Beautifying the space between Bernard and Lawrence

"The hope is you'll start to see this throughout the city and it will be a catalyst for getting lane spaces used," he said.

  • Sat Jun 4th, 2016 9:00am
  • News

Ben Walker

The alley across from the Sails sculpture, that connects Bernard and Leon avenues, isn’t usually the  most compelling space to tread.

Dingy and stinky, it’s been just a place for cars to park and trash to be cast away.

An effort to change that, however, was made this weekend.

Dozens of community volunteers armed with rollers and paint joined an effort to clean up much of the space, so that for the summer of 2016 at least, it will bustling with visitors and livened by everything from music to dining.

“The hope is you’ll start to see this throughout the city and it will be a catalyst for getting lane spaces used,” said Ben Walker, from the City of Kelowna,  who was part of the painting crew on Saturday, but has been doing much of the city work needed to revitalize the lane way this summer.

The other “90 per cent” he said, has been done by volunteers.

Those who were working this weekend were clearly pleased with the results of their labour.

“It’s the same colours as the city of Kelowna logo,” said one Saturday volunteer, in passing, while gesturing to the ground.

Another pointed up, where new industrial style strings of lights had been affixed between the buildings that couch the lane way a few days earlier.

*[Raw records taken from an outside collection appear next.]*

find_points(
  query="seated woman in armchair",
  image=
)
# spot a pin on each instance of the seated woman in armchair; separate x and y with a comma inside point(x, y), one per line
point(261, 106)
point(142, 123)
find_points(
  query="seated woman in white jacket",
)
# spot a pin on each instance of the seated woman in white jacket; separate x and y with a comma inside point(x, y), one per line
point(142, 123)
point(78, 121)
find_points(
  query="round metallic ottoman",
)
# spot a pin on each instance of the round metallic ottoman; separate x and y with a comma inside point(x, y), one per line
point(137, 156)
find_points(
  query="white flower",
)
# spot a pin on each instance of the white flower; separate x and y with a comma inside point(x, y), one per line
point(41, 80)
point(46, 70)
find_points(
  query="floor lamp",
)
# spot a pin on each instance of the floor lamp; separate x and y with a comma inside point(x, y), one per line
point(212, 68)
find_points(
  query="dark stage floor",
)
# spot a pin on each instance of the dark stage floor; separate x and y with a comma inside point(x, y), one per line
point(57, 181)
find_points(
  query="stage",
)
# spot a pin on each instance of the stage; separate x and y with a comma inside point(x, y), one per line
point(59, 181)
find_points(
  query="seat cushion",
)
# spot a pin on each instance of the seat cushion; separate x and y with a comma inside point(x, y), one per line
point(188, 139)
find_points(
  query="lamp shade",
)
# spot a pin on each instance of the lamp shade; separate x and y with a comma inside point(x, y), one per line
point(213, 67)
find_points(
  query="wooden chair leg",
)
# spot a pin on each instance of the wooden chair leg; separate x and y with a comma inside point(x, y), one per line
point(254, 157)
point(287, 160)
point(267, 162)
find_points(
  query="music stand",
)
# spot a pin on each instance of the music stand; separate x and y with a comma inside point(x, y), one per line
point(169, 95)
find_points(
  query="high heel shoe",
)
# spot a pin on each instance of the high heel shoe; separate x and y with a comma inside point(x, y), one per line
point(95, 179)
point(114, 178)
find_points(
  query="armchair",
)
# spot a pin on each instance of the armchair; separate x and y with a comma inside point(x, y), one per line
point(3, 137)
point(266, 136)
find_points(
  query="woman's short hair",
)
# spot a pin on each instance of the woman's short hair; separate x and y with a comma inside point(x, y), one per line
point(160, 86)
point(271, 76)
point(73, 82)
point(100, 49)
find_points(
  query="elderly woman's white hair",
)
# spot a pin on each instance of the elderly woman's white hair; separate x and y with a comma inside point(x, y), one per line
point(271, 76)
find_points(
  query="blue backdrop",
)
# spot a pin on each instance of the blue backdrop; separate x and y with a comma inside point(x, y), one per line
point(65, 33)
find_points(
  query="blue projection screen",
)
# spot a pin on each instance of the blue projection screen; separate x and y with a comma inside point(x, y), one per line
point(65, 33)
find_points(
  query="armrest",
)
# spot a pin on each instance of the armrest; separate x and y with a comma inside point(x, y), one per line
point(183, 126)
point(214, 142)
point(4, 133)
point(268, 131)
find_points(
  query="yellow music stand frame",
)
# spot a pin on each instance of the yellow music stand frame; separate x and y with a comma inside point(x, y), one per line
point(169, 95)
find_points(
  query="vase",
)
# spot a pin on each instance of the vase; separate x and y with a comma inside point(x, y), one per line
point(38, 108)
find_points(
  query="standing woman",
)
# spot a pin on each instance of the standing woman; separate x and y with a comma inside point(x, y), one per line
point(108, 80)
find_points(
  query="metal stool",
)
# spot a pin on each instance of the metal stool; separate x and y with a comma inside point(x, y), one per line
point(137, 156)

“It looks great at night,” she said.

And, perhaps the element that makes the effort seem most official is a sign affixed to the entry. In hipster font, it welcomes passersby to the Laneway 2016.

Walker said it’s all short-term, but he hopes revitalized lane ways will eventually become permanent.

“This is just a temporary installment, but we want to do what we can to get people jived about the space,” he said.

This weekend wasn’t the first time the lane way has been beautified.  In 2013, during the downtown block party, there was some cheery paint splashed around.

It was a bit of “tactical urbanism,” said Rob Fershau from the BC Society of Landscape Architects, who has also been doing a great deal of work to get the lane way project going.

Other cities big and small have completed similar initiatives, he said, and they’ve done a great deal to liven urban spaces.

The chef and owner of the Salted Brick, Jason Leizert,  came out from behind his counter to see what was happening.

“I think it’s a great idea,” he said, adding that he’d like to see more city-driven efforts to liven the downtown.

While much of the work will be completed by this weekend, Walker said that the lane will have its official debut June 16, and there will be shows and food to lure the community in.